# Mapmaking Discussion & Philosophy (WIP/Critique) > Building/Structure Mapping >  Saltmarsh House Map from U1 - Sinister Secret of Saltmarsh

## fearless

Hi, this is my first post. 

Recently I was clearing out the shed (about 2/3 weeks ago) and found a box of old AD&D manuals and modules - and nostalgia get the better of me and i started checking stuff online, WotC websites, rpg forums, podcasts and youtube (mainly the the pax d&d acquisitions incorporated stuff which was pretty good). So i began pulling out more of the old modules and found one i had started to create years ago. Started working on it again (revising/polishing it up) - but realised a needed a couple of maps for it that i had never got round to drawing . So i started checking out map stuff online, which lead me to this site mainly and a few others. 

Taking insipiration from lots of excellent tutorials and maps here on this site, I decided to fire up photoshop to play around with it, figure out some of the tutorials and techniques used etc. I decided to start with an existing map to test some of the stuff out, so i chose the saltmarsh module - scanned in the original map and started working away, creating layers and retracing everything with different size and style brushes and playing round with layers and blending and other stuff as well, like the grid etc, mainly to see if the techniques i used would allow me to draw something from scratch, scan it in and start working on it in PS. 

Attached is the result. I created a few variations that can be given out to players (or used on roll20 or whatever) which has notes, grid and/or interior details and one for the GM/DM as well, that has everything. Hopefully they will be of use to someone. Its my first go at it, so hopefully it looks ok.

Players version:

   


Dungeron Master version:

----------


## Jacktannery

Great maps fellow-Irish person - these look really super. Nice job.

----------


## Poison

Nice maps! Good idea to have several variations for the DM and players.

----------


## Meshon

Ah, this brings back memories! I had an 8 year campaign that started here; eventually the players took over the place and made it their headquarters. I really like these maps, very appropriate treatment.

cheers,
Meshon

----------


## SumnerH

Fantastic maps, I was just talking about this module with my brother the other night.  I like seeing how you built up the variants, very nice.  Rep'd.

----------


## Gold

I realize it's been a couple years, but I'm about to use some of these maps in a Roll20 campaign!

@ fearless, if you see this message... Did you ever get around to making the cellar (and caverns) level? I'm looking for the same style as your "interior detail Player's Map", for the lower level of the house.

----------


## fearless

Hi Gold, sorry i didnt get your message sooner, havent been about for a while. Unfortuntely i didnt do anymore with it. Not sure if the copy i had did have a floor map of the caverns - it may have and got lost, or i didnt notice it/didnt think to do that.

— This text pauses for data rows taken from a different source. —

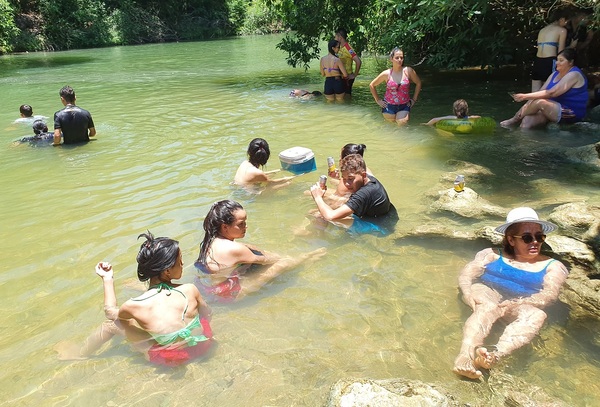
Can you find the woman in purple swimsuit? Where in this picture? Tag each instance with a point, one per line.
(514, 284)
(562, 99)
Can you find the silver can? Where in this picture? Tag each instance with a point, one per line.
(323, 181)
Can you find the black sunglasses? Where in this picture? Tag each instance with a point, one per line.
(528, 237)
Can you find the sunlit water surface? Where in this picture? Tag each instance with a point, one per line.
(173, 123)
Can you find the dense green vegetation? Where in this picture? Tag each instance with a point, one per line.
(445, 33)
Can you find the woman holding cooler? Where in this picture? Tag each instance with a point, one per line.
(396, 104)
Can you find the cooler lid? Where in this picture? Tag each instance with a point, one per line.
(296, 154)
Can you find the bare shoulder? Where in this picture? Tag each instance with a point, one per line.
(556, 266)
(486, 255)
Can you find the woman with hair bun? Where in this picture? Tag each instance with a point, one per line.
(250, 172)
(169, 322)
(397, 102)
(225, 263)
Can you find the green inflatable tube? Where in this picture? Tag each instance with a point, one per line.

Ive stashed all my D&D stuff in the attic, so dont have it around handy to check.

----------


## Azarin

I just downloaded the module so this is a great help!  Thanks for your work.

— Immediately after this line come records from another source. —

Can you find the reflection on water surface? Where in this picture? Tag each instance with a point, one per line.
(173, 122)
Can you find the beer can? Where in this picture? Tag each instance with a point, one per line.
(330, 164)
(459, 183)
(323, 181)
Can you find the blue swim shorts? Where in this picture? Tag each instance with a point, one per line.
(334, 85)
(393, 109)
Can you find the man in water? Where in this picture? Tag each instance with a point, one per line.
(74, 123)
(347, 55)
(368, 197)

> Hi, this is my first post. 
> 
> 
> 
> 
> 
> Recently I was clearing out the shed (about 2/3 weeks ago) and found a box of old AD&D manuals and modules - and nostalgia get the better of me and i started checking stuff online, WotC websites, rpg forums, podcasts and youtube (mainly the the pax d&d acquisitions incorporated stuff which was pretty good). So i began pulling out more of the old modules and found one i had started to create years ago. Started working on it again (revising/polishing it up) - but realised a needed a couple of maps for it that i had never got round to drawing . So i started checking out map stuff online, which lead me to this site mainly and a few others. 
> 
> Taking insipiration from lots of excellent tutorials and maps here on this site, I decided to fire up photoshop to play around with it, figure out some of the tutorials and techniques used etc. I decided to start with an existing map to test some of the stuff out, so i chose the saltmarsh module - scanned in the original map and started working away, creating layers and retracing everything with different size and style brushes and playing round with layers and blending and other stuff as well, like the grid etc, mainly to see if the techniques i used would allow me to draw something from scratch, scan it in and start working on it in PS. 
> ...

----------